Italian business executive and engineer (born 1955)

Francesco Starace (/it/; born 22 September 1955) is an Italian business executive, from 2014 to 2023 he was CEO and general manager of Enel Group.

==Life==
In 1980 he graduated in Nuclear Engineering at the Polytechnic University of Milan.

From 1981 to 1982 he worked as a safety analyst for the nuclear power plants of NIRA Ansaldo.

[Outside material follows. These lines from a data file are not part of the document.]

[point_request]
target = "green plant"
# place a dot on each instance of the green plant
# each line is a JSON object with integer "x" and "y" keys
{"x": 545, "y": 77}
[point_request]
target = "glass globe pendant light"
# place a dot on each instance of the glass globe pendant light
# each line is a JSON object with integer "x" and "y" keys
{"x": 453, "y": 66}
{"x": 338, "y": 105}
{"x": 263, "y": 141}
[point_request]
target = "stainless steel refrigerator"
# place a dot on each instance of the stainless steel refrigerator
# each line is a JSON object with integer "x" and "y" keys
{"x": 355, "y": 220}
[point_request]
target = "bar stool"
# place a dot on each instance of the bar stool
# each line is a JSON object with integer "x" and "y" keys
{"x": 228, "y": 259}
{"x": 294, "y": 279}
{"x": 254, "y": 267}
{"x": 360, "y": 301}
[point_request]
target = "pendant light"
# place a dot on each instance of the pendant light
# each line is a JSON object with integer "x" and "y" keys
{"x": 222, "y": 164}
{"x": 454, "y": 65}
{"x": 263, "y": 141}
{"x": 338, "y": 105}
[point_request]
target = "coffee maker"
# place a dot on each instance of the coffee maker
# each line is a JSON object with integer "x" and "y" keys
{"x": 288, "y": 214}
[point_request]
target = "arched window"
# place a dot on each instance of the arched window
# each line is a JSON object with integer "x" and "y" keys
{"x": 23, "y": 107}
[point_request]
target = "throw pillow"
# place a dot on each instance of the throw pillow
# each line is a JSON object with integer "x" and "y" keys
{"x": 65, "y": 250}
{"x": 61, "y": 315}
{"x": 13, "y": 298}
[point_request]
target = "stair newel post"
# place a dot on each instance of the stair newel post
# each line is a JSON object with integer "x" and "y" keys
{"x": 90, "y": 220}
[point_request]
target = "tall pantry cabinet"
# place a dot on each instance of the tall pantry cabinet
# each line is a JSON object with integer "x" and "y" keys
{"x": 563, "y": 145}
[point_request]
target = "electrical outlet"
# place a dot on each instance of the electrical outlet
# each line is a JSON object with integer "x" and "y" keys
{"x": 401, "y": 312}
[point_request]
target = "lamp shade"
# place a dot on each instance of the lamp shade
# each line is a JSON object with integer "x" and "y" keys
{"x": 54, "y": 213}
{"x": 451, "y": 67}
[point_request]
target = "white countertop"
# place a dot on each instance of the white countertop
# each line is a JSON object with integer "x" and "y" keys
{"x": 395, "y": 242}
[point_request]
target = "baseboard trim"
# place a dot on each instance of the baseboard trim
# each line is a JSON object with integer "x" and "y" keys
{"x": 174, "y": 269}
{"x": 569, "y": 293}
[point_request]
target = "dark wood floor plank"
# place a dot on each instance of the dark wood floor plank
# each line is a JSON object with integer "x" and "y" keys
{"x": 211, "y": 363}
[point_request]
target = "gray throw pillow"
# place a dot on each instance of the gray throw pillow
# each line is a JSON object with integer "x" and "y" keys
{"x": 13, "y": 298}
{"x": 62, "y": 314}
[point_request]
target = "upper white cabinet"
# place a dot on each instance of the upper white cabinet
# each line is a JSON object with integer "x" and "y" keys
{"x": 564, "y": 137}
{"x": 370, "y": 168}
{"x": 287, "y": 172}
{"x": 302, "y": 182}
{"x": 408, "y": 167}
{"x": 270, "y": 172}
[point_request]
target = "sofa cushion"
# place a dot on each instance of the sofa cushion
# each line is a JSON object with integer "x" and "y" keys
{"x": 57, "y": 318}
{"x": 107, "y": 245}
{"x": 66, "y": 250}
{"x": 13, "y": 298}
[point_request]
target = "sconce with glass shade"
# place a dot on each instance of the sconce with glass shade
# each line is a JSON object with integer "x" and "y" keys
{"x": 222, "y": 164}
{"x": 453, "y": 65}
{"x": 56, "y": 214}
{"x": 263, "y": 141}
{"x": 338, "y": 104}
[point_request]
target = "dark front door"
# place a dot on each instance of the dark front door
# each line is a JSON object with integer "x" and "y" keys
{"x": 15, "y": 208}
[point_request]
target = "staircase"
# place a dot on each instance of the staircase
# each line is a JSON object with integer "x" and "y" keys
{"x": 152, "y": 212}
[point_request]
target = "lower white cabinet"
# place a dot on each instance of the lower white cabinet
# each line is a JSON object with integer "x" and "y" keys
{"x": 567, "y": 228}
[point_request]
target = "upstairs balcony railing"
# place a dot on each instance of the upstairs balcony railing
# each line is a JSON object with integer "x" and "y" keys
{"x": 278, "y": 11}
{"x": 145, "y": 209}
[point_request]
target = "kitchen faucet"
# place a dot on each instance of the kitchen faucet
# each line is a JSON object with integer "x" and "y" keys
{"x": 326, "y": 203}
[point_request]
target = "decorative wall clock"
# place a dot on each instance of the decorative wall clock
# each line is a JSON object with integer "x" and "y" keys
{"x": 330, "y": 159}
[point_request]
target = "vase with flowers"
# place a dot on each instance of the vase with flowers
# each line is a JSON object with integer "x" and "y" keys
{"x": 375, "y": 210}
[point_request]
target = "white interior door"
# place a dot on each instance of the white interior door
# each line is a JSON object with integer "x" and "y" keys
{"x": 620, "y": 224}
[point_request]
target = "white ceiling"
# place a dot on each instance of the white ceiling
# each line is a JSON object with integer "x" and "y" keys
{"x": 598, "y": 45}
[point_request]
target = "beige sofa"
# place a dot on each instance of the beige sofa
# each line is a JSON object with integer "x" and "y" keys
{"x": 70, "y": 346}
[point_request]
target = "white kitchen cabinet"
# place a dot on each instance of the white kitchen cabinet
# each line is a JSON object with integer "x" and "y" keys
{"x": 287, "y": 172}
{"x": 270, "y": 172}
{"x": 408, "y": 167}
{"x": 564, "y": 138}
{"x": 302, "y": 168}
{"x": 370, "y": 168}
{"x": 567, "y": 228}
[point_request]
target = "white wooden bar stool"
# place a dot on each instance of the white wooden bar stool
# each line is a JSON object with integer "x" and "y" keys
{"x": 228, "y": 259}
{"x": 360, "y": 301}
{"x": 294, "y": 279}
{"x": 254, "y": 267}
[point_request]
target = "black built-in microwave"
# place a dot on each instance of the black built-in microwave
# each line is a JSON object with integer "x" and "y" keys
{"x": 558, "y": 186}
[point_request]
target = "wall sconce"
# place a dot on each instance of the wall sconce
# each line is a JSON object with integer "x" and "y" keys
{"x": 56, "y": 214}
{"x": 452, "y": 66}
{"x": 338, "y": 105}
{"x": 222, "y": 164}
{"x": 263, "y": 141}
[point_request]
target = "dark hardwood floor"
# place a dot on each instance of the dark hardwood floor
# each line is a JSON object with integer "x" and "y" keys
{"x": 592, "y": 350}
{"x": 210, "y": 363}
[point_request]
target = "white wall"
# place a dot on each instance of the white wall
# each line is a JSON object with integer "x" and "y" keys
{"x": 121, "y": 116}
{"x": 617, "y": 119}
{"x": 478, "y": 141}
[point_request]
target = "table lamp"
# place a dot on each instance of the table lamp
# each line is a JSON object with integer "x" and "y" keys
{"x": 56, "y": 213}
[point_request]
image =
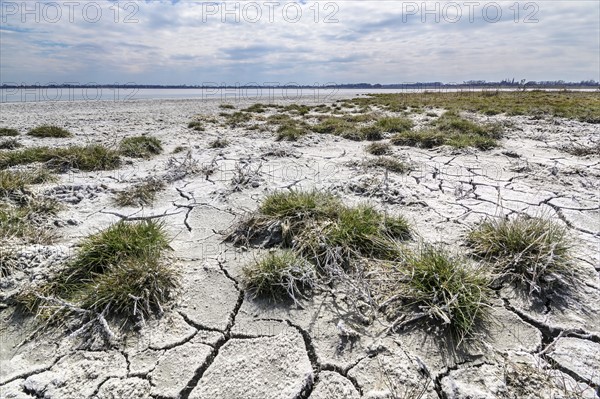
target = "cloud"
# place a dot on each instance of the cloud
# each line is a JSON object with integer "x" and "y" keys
{"x": 188, "y": 42}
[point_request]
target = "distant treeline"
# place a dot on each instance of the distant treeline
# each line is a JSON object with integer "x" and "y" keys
{"x": 508, "y": 83}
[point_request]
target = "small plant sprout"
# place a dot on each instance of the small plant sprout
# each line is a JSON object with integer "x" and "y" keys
{"x": 280, "y": 274}
{"x": 140, "y": 147}
{"x": 532, "y": 251}
{"x": 49, "y": 131}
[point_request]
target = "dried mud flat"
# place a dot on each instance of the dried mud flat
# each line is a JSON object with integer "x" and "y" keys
{"x": 218, "y": 342}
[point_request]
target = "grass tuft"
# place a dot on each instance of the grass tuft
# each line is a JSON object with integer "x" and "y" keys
{"x": 26, "y": 220}
{"x": 446, "y": 290}
{"x": 88, "y": 158}
{"x": 10, "y": 144}
{"x": 196, "y": 125}
{"x": 218, "y": 143}
{"x": 534, "y": 252}
{"x": 12, "y": 182}
{"x": 394, "y": 125}
{"x": 7, "y": 262}
{"x": 378, "y": 148}
{"x": 278, "y": 275}
{"x": 290, "y": 132}
{"x": 318, "y": 224}
{"x": 140, "y": 194}
{"x": 8, "y": 132}
{"x": 453, "y": 130}
{"x": 120, "y": 271}
{"x": 388, "y": 163}
{"x": 49, "y": 131}
{"x": 140, "y": 147}
{"x": 581, "y": 150}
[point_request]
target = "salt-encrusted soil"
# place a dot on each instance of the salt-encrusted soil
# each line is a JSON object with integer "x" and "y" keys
{"x": 217, "y": 342}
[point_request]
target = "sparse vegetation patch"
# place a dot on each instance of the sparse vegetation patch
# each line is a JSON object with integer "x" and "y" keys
{"x": 8, "y": 132}
{"x": 10, "y": 144}
{"x": 444, "y": 289}
{"x": 321, "y": 230}
{"x": 120, "y": 271}
{"x": 140, "y": 194}
{"x": 140, "y": 147}
{"x": 280, "y": 274}
{"x": 534, "y": 252}
{"x": 49, "y": 131}
{"x": 88, "y": 158}
{"x": 378, "y": 149}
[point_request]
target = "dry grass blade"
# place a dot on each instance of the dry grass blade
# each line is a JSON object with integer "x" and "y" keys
{"x": 534, "y": 252}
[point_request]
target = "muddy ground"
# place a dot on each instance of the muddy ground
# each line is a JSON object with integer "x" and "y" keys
{"x": 217, "y": 342}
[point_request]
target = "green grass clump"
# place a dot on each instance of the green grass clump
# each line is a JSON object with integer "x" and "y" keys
{"x": 132, "y": 288}
{"x": 371, "y": 133}
{"x": 256, "y": 108}
{"x": 6, "y": 132}
{"x": 335, "y": 126}
{"x": 120, "y": 242}
{"x": 366, "y": 231}
{"x": 297, "y": 109}
{"x": 140, "y": 147}
{"x": 388, "y": 163}
{"x": 534, "y": 252}
{"x": 582, "y": 106}
{"x": 453, "y": 130}
{"x": 140, "y": 194}
{"x": 88, "y": 158}
{"x": 49, "y": 131}
{"x": 290, "y": 132}
{"x": 196, "y": 125}
{"x": 394, "y": 125}
{"x": 316, "y": 223}
{"x": 218, "y": 143}
{"x": 17, "y": 181}
{"x": 452, "y": 123}
{"x": 300, "y": 205}
{"x": 7, "y": 262}
{"x": 10, "y": 144}
{"x": 427, "y": 138}
{"x": 581, "y": 150}
{"x": 237, "y": 119}
{"x": 446, "y": 290}
{"x": 378, "y": 148}
{"x": 120, "y": 270}
{"x": 26, "y": 220}
{"x": 278, "y": 275}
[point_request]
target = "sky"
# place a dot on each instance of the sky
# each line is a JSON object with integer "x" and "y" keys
{"x": 305, "y": 42}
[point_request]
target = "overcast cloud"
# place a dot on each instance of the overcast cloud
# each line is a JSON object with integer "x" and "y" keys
{"x": 188, "y": 42}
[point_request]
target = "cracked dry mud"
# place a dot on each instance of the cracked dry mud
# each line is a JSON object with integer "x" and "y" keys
{"x": 217, "y": 342}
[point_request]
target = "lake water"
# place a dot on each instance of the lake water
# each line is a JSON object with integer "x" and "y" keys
{"x": 264, "y": 94}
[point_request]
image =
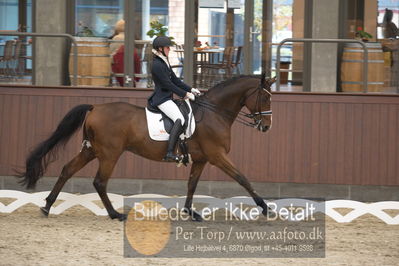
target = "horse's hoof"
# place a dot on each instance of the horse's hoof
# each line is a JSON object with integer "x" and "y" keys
{"x": 120, "y": 216}
{"x": 195, "y": 216}
{"x": 44, "y": 211}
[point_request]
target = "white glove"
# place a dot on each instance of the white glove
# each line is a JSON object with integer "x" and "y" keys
{"x": 190, "y": 96}
{"x": 195, "y": 91}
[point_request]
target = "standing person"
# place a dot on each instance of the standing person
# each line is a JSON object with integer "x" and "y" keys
{"x": 117, "y": 49}
{"x": 166, "y": 83}
{"x": 118, "y": 37}
{"x": 390, "y": 29}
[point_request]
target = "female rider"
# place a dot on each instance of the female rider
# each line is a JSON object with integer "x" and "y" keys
{"x": 166, "y": 83}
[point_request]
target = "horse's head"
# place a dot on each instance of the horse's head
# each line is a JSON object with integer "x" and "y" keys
{"x": 258, "y": 102}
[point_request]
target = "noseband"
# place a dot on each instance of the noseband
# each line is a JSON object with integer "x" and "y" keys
{"x": 257, "y": 116}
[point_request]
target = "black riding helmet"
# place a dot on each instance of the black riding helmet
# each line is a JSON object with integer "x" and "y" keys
{"x": 161, "y": 41}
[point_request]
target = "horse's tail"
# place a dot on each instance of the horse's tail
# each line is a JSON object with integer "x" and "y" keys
{"x": 45, "y": 152}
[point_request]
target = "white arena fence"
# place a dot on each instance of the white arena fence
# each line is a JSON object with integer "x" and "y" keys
{"x": 358, "y": 209}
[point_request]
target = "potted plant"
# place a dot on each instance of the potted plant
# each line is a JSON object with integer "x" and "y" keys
{"x": 361, "y": 34}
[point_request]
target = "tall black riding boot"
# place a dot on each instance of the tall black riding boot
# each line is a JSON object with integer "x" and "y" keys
{"x": 174, "y": 135}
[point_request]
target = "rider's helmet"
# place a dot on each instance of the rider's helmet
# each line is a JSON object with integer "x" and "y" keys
{"x": 161, "y": 41}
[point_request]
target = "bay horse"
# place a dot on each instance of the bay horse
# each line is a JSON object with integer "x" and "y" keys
{"x": 113, "y": 128}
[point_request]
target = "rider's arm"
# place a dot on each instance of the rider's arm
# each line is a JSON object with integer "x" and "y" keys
{"x": 180, "y": 83}
{"x": 161, "y": 73}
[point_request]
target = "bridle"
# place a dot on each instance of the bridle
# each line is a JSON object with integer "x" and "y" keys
{"x": 257, "y": 116}
{"x": 241, "y": 117}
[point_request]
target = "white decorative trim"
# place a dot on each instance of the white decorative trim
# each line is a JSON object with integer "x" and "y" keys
{"x": 86, "y": 200}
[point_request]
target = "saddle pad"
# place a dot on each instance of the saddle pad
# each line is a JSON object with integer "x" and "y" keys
{"x": 157, "y": 130}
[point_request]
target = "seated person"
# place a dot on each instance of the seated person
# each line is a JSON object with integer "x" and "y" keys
{"x": 118, "y": 64}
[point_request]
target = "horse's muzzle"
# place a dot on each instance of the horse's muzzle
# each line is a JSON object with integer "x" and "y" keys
{"x": 264, "y": 128}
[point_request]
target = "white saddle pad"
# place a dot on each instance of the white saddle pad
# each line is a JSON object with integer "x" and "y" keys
{"x": 157, "y": 130}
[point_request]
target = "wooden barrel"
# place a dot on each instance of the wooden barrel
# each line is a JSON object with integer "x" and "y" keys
{"x": 94, "y": 61}
{"x": 352, "y": 68}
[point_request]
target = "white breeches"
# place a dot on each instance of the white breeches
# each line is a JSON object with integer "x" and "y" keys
{"x": 170, "y": 109}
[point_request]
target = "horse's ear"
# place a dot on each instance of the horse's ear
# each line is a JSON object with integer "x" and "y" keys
{"x": 269, "y": 82}
{"x": 263, "y": 79}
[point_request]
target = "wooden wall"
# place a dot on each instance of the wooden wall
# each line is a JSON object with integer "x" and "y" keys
{"x": 315, "y": 138}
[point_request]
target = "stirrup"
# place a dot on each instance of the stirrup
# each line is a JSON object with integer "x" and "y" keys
{"x": 170, "y": 157}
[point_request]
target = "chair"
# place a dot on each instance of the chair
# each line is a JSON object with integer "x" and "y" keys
{"x": 147, "y": 62}
{"x": 7, "y": 57}
{"x": 15, "y": 60}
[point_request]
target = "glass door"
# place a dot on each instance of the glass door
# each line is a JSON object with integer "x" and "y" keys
{"x": 218, "y": 41}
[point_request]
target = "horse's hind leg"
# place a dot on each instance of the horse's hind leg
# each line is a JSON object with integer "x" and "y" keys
{"x": 100, "y": 183}
{"x": 195, "y": 174}
{"x": 223, "y": 162}
{"x": 77, "y": 163}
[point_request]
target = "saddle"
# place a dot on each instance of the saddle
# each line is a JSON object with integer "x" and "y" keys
{"x": 167, "y": 122}
{"x": 159, "y": 126}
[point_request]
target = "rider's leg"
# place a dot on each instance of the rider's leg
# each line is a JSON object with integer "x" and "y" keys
{"x": 172, "y": 111}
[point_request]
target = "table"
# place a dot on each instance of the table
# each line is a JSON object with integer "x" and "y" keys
{"x": 202, "y": 58}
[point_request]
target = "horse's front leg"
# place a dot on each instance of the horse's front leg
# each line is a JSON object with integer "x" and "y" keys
{"x": 195, "y": 173}
{"x": 224, "y": 163}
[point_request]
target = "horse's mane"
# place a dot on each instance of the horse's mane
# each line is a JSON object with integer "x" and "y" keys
{"x": 228, "y": 82}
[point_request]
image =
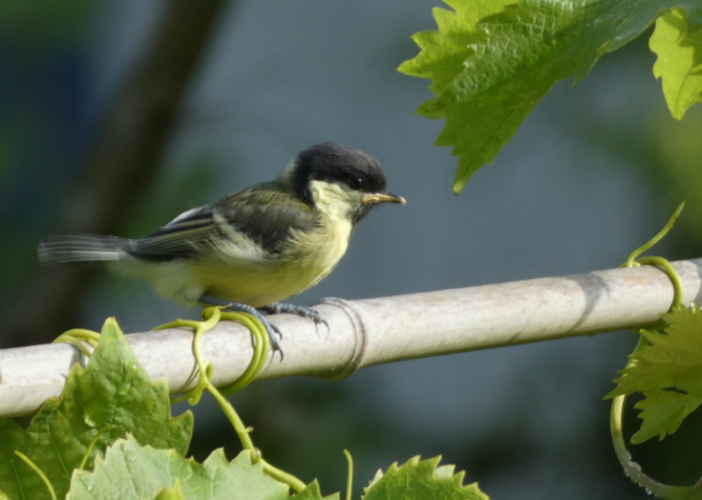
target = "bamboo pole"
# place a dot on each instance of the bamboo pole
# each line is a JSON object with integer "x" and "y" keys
{"x": 381, "y": 330}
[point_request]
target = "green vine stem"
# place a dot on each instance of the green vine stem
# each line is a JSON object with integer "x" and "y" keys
{"x": 631, "y": 468}
{"x": 77, "y": 336}
{"x": 39, "y": 472}
{"x": 658, "y": 237}
{"x": 349, "y": 482}
{"x": 211, "y": 316}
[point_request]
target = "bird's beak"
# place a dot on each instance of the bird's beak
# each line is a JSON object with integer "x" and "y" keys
{"x": 384, "y": 198}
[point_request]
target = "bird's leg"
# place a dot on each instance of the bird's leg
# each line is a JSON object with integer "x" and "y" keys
{"x": 305, "y": 312}
{"x": 236, "y": 307}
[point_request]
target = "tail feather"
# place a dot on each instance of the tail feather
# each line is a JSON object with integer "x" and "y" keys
{"x": 61, "y": 248}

Until 1987 he held a number of managerial positions in SAE SADELMI, a company owned by General Electric, both in Italy and abroad (the US, Saudi Arabia and Egypt).

In 1987 he relocated to ABB. In 1993 he was assigned to the role of Operations Manager for SOIMI, company part of the group ABB SAE SADELMI.

Between 1997 and 1998 he was CEO of ABB Combustion Engineering Italy, and then of Alstom Power, where between 1998 and 2000 he was senior vice president of global sales and turnkey plants in the gas turbine division.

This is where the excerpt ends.